Le samedi 16 mai, une femme, Odette Dib, est décédée à la suite d'un accident de voiture.
Un chauffeur, ivre ou mal intentionné, quoi qu'il en soit, allait très vite, et a envoyé Odette en l'air avant qu'elle ne retombe sur l'asphalte, et qu'elle décède à la suite de ses blessures.


Odette n'est pas une femme comme n'importe quelle autre femme du monde. Ou, simplement, du Liban.
Odette est veuve depuis de longues années. Elle est aussi maman de deux enfants : Christine et Richard. Comme n'importe quelle maman jusque-là.

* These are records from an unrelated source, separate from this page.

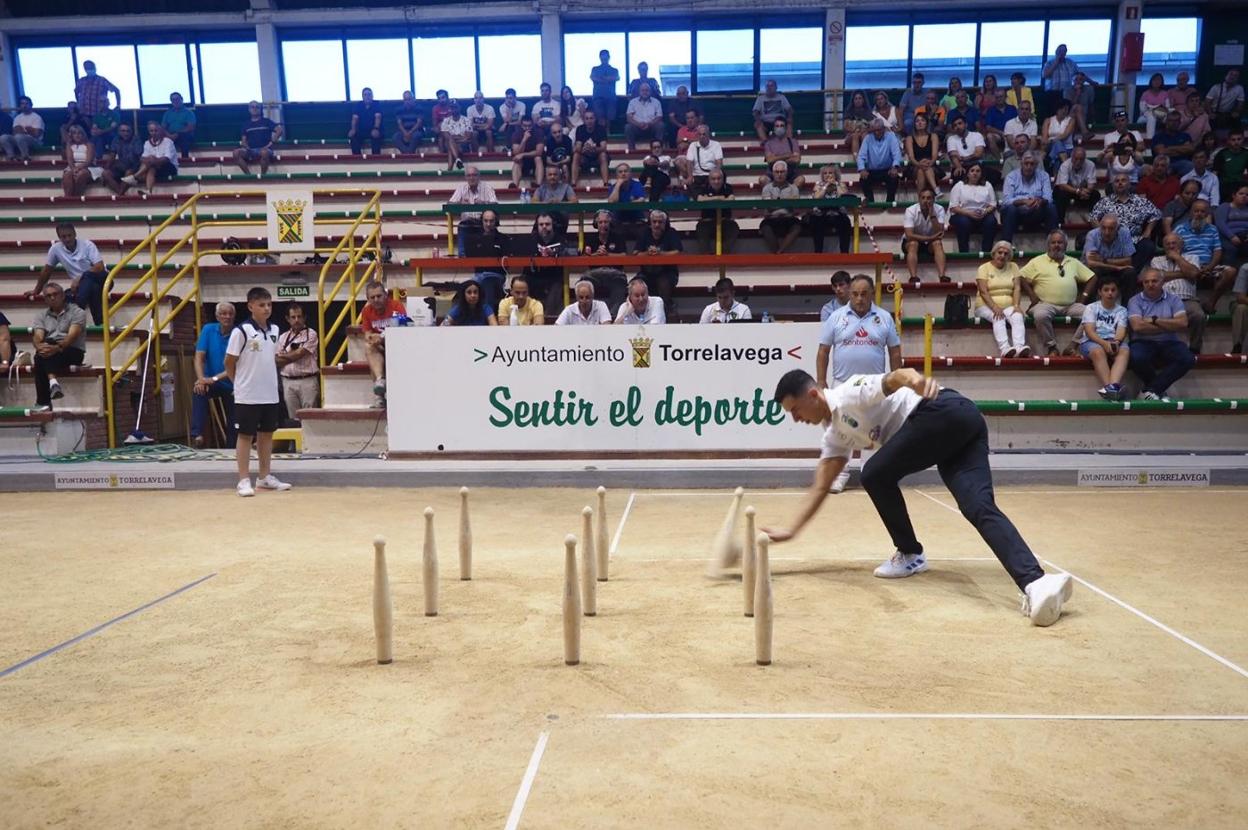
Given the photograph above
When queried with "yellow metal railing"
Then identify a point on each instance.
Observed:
(150, 286)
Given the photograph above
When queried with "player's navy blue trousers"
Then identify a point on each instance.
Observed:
(950, 433)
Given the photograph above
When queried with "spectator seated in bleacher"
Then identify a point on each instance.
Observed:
(1158, 356)
(660, 240)
(408, 125)
(297, 350)
(1076, 184)
(1211, 190)
(1027, 199)
(840, 281)
(972, 207)
(640, 308)
(381, 311)
(456, 131)
(1160, 185)
(159, 161)
(258, 136)
(1203, 245)
(725, 308)
(1137, 216)
(1231, 162)
(589, 151)
(1232, 222)
(781, 226)
(1105, 340)
(999, 301)
(28, 132)
(879, 161)
(527, 152)
(1108, 252)
(519, 308)
(483, 120)
(924, 230)
(1052, 283)
(820, 220)
(80, 167)
(469, 308)
(703, 156)
(366, 122)
(491, 244)
(922, 152)
(584, 311)
(769, 106)
(82, 262)
(716, 189)
(644, 117)
(60, 343)
(179, 124)
(781, 146)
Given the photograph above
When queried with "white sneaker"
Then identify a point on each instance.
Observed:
(901, 566)
(1042, 599)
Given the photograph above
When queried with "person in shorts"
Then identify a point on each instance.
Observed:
(251, 363)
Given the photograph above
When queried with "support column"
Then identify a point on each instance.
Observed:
(834, 65)
(552, 49)
(270, 70)
(1130, 13)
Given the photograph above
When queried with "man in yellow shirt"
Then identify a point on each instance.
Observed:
(1057, 285)
(528, 311)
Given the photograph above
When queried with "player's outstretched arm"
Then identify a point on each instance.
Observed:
(826, 472)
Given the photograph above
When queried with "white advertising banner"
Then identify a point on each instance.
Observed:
(580, 388)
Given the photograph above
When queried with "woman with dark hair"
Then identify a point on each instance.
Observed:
(469, 308)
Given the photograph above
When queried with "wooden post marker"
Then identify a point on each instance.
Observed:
(383, 612)
(570, 603)
(748, 578)
(589, 576)
(725, 551)
(603, 546)
(429, 567)
(464, 537)
(763, 602)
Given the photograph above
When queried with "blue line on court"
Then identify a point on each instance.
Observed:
(101, 627)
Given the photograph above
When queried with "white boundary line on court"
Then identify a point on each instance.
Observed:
(619, 528)
(901, 715)
(1126, 605)
(513, 819)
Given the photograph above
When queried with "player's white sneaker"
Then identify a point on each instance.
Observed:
(902, 564)
(1042, 598)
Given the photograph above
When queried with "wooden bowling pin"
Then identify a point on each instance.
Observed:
(429, 567)
(763, 602)
(570, 603)
(464, 537)
(383, 610)
(602, 547)
(589, 566)
(748, 551)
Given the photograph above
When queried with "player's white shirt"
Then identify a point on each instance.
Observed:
(864, 416)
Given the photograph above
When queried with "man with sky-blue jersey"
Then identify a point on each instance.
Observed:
(916, 424)
(865, 340)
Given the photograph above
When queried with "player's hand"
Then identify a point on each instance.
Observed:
(779, 534)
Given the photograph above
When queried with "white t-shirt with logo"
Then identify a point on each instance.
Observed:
(256, 371)
(78, 261)
(864, 416)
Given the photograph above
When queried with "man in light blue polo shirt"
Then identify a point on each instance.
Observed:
(1158, 356)
(865, 340)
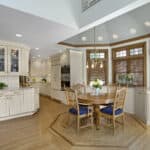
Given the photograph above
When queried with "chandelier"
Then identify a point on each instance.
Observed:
(96, 61)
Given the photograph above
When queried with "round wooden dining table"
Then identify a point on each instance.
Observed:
(96, 101)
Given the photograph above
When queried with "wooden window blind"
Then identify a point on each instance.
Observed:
(97, 72)
(133, 63)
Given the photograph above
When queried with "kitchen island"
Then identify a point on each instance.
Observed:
(19, 102)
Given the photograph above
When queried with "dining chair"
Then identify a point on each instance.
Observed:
(115, 110)
(111, 88)
(82, 112)
(80, 88)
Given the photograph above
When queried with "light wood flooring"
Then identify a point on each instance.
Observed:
(32, 133)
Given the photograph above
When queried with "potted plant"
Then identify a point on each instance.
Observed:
(2, 85)
(96, 85)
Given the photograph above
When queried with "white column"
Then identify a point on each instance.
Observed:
(109, 65)
(148, 62)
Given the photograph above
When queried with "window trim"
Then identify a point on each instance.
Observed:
(88, 51)
(130, 57)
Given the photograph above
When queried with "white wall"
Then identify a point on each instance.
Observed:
(60, 11)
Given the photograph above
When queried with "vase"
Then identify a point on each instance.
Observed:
(97, 91)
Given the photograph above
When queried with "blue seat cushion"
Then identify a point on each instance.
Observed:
(109, 110)
(83, 110)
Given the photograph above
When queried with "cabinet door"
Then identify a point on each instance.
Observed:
(56, 77)
(36, 99)
(24, 62)
(28, 100)
(15, 104)
(3, 60)
(14, 62)
(4, 107)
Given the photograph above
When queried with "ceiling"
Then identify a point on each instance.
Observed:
(37, 32)
(120, 26)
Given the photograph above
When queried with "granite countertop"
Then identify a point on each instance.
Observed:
(11, 91)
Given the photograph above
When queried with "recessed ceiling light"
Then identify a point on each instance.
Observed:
(115, 36)
(84, 38)
(36, 48)
(133, 31)
(18, 35)
(100, 38)
(147, 23)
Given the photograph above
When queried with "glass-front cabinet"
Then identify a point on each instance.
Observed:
(14, 61)
(3, 61)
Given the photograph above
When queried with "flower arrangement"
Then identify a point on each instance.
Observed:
(2, 85)
(125, 78)
(97, 84)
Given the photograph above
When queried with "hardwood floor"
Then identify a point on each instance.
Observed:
(32, 133)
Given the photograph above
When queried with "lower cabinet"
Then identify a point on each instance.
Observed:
(20, 103)
(28, 105)
(15, 104)
(4, 107)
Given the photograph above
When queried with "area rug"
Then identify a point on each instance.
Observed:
(104, 137)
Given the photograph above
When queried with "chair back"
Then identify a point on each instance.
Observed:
(80, 88)
(119, 99)
(70, 96)
(111, 88)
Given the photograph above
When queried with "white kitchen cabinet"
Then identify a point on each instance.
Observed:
(66, 70)
(3, 60)
(24, 62)
(56, 77)
(14, 59)
(36, 99)
(28, 100)
(18, 103)
(15, 103)
(4, 107)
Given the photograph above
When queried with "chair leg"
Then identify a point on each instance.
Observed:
(123, 118)
(114, 124)
(78, 124)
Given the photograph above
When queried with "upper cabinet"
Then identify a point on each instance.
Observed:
(3, 60)
(14, 59)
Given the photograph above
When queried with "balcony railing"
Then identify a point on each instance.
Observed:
(88, 3)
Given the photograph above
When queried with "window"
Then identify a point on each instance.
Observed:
(122, 53)
(136, 51)
(129, 65)
(100, 69)
(97, 55)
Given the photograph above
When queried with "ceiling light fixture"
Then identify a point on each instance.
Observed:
(115, 36)
(147, 23)
(133, 31)
(96, 61)
(84, 38)
(18, 35)
(100, 38)
(36, 48)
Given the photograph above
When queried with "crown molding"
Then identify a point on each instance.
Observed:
(106, 44)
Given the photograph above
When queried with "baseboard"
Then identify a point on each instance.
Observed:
(49, 97)
(17, 116)
(44, 95)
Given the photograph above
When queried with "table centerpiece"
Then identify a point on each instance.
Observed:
(97, 86)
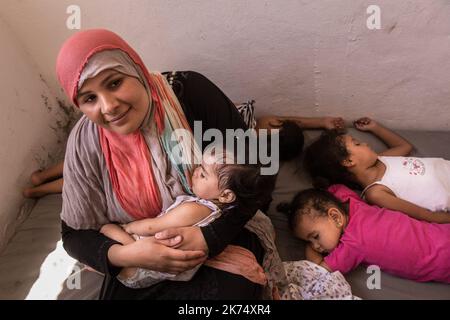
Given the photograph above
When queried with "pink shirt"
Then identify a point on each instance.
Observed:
(398, 244)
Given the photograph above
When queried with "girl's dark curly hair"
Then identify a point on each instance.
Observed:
(314, 202)
(323, 160)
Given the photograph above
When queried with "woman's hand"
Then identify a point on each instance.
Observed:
(365, 124)
(148, 253)
(185, 238)
(330, 123)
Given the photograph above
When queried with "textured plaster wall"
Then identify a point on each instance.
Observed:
(298, 57)
(32, 127)
(310, 57)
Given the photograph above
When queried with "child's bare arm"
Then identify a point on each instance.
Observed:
(377, 195)
(270, 122)
(398, 146)
(115, 232)
(316, 257)
(184, 215)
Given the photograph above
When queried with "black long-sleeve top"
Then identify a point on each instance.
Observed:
(202, 101)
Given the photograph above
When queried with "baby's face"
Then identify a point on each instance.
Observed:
(205, 183)
(360, 152)
(321, 231)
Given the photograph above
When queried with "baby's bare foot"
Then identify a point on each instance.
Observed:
(36, 178)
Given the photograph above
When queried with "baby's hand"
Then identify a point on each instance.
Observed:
(365, 124)
(331, 123)
(128, 227)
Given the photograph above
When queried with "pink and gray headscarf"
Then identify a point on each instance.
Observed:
(132, 160)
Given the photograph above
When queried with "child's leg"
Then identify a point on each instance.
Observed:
(39, 177)
(44, 189)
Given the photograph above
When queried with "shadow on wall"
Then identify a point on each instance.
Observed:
(65, 117)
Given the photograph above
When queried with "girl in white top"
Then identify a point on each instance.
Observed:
(419, 187)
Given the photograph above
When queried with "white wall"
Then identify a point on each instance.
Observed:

Deux enfants, qui auraient aujourd'hui la quarantaine. Seulement voilà :  à Odette on a enlevé Christine et Richard il y a 23 ans. Disparus, dans la nature, ensemble. Un acte, lâche, comme ces milliers d'actes et d'enlèvements qui ont eu lieu à Beyrouth et partout au Liban.
J'ai eu la chance de connaître Odette. Et de près. Et très bien. Et j'ai le malheur aujourd'hui de vivre sa disparition, même de loin. À partir d'aujourd'hui, pour moi, Beyrouth ne sera plus ce qu'elle était. Odette n'est plus.
Mais Odette était et sera toujours présente. Car c'est elle qui a dormi des nuits durant dans la « khaymit el-eetisam ».
Ces familiers d'enlevés, de disparus, de prisonniers en Syrie, ne réclament que la vérité sur le sort de leurs enfants, leurs parents, leurs frères, leurs cousins, oncles, etc. Cela fait trois ans déjà que chaque fois que j'allais au  Liban, la première visite que je faisais était à Odette. À la khaymé.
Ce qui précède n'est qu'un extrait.